In anorexia nervosa and bulimia nervosa, cachexia and deficient nourishment cause various physical abnormalities, especially of the endocrine and digestive systems and the heart. Disorders in the serotoninergic and dopaminergic systems contribute to development of an eating disorder, whereas an acquired deficiency of tryptophan impairs the serotoninergic system. Any problems of nutritional deficiencies, low blood sugar levels and gastrointestinal disorders disappear after normal nourishment is resumed. Hypotension and sinus bradycardia are manifestations of a physiological adjustment to a lower basal metabolism and need no treatment. Osteoporosis occurs from two years after the onset of weight loss; oestrogen supplementation may protect against this. In patients with infections, symptoms such as fever, leukocytosis and high BSE may be lacking. Hypoglycaemia incidentally leads to coma and death, and a lengthened QT interval to acute cardiac death. During restoration of the nutritional status, the intake of fluid and calories should initially be limited. During the first two weeks, the risk of cardiovascular complications is increased.

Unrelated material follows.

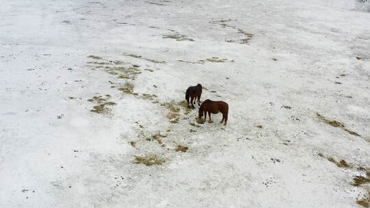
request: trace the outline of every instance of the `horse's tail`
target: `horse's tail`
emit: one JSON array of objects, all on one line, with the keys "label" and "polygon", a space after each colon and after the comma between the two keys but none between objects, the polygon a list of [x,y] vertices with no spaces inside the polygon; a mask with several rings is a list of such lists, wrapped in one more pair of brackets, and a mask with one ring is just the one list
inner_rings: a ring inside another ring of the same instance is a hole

The role of tumor necrosis factor-alpha in the pathogenesis of anorexia and bulimia nervosa, cancer cachexia and obesity.

In this paper a new immunological model of anorexia and bulimia nervosa will be presented in which the inflammatory cytokines are conceived as the fundamental regulators of body metabolism. This conception differs from the conventional view in which the inflammatory cytokines are perceived primarily as peptide molecules utilized by the immune system to control infection, inflammation and tissue or neuronal damage. Given that the inflammatory cytokines are also fundamental regulators of body metabolism, when they become dysregulated they create physiological chaos which results in the development of a number of autoimmune, metabolic and psychiatric disorders. In this proposed immunological model of anorexia and bulimia nervosa, elevated tumor necrosis factor-alpha features as the primary cause of these conditions. Pathophysiological parallels are drawn between anorexia nervosa and cancer cachexia in terms of the causal role the cytokines, neuropeptides and neurotransmitters play in the manifestation of shared symptoms. These shared symptoms include elevated tumour necrosis factor-alpha, down-regulated interleukin-2 and interleukin-4 and depletion of lean body mass. Furthermore, the following neuropeptides are dysregulated in both anorexia nervosa and cancer cachexia: vasoactive intestinal peptide, cholecystokinin, corticotropin-releasing factor, neuropeptide Y, peptide YY and beta-endorphin. In addition, in anorexia and bulimia nervosa, secretion of the neurotransmitter serotonin is inhibited while norepinephrine is enhanced. It will be argued that the causal interplay between the cytokines, neuropeptides and neurotransmitters initiates a cascade of biochemical events which may result in either anorexia or bulimia nervosa, or cancer cachexia. The extent to which these inflammatory cytokines, neuropeptides and neurotransmitters are causally efficacious in the pathogenesis of other autoimmune disorders, such as diabetes mellitus and rheumatoid arthritis, will also be addressed.